For what it's worth I'm always installing Java on Linux servers without using root rights (so no rpm, no .deb: rpms but good old tarballs).
Certainly no "apt-get install whatever-jdk" for me. No, thank you very much. I want to be in control.
So I install the JRE (or JDK) in a user account and, once the .tar.gz file is decompressed/dearchived I do remove the unnecessary crap (examples, applets, etc.).
That's one big advantage right there about not needing to have admin rights to install: you know where all the files have been installed (in the user account, it's not possible to write anywhere else without being root) and you have more control on the crap.
That's not really possible to do as conveniently on Windows seen that you must have admin rights to install Java on Windows.
If stuff isn't running as root, but still running as you, that still gives it access to a fair amount of private data.
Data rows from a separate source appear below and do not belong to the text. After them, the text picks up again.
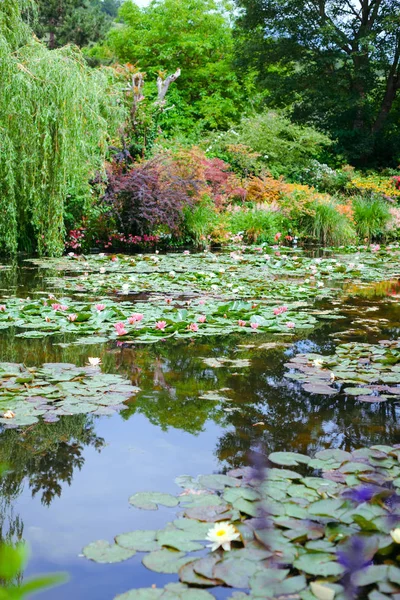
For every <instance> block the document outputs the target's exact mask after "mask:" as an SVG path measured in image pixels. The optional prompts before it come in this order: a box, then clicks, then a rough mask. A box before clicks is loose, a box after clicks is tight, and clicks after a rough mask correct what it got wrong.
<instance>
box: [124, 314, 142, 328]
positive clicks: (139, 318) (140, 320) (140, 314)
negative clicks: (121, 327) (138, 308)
mask: <svg viewBox="0 0 400 600" xmlns="http://www.w3.org/2000/svg"><path fill="white" fill-rule="evenodd" d="M143 317H144V315H142V313H133V315H132V316H130V317H129V319H128V323H129V324H130V325H134V324H135V323H140V321H142V319H143Z"/></svg>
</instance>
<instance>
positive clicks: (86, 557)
mask: <svg viewBox="0 0 400 600" xmlns="http://www.w3.org/2000/svg"><path fill="white" fill-rule="evenodd" d="M83 554H84V555H85V556H86V558H88V559H89V560H93V561H94V562H98V563H117V562H122V561H124V560H127V559H128V558H131V557H132V556H134V555H135V554H136V550H133V549H132V548H129V549H128V548H122V547H121V546H119V545H117V544H114V545H112V546H111V545H110V544H109V543H108V542H107V541H105V540H99V541H97V542H92V543H91V544H89V545H88V546H85V548H84V549H83Z"/></svg>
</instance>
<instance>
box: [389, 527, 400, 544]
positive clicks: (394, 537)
mask: <svg viewBox="0 0 400 600" xmlns="http://www.w3.org/2000/svg"><path fill="white" fill-rule="evenodd" d="M390 535H391V536H392V540H393V541H394V542H396V544H400V528H399V527H397V529H392V531H391V532H390Z"/></svg>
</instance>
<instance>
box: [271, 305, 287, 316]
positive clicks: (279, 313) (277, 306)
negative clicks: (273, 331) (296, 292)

So, to keep really suspicious code from reading your banking details, etc., you need to run it under a different uid than the one that runs, say, your web browser.
Yes we do that as well. All java processes are given a single local user account. They have their own JDK installation as well.
We even go as far as creating a new user account, deploying a JVM to it and wiping down during our build process so we get a consistent environment every time.
Rather than targeting the JRE itself, I would be looking for vulnerabilities in the shovelware -- which is subject to less scrutiny by developers than the language runtime itself, and which is only installed by users whose security practices are less than perfect.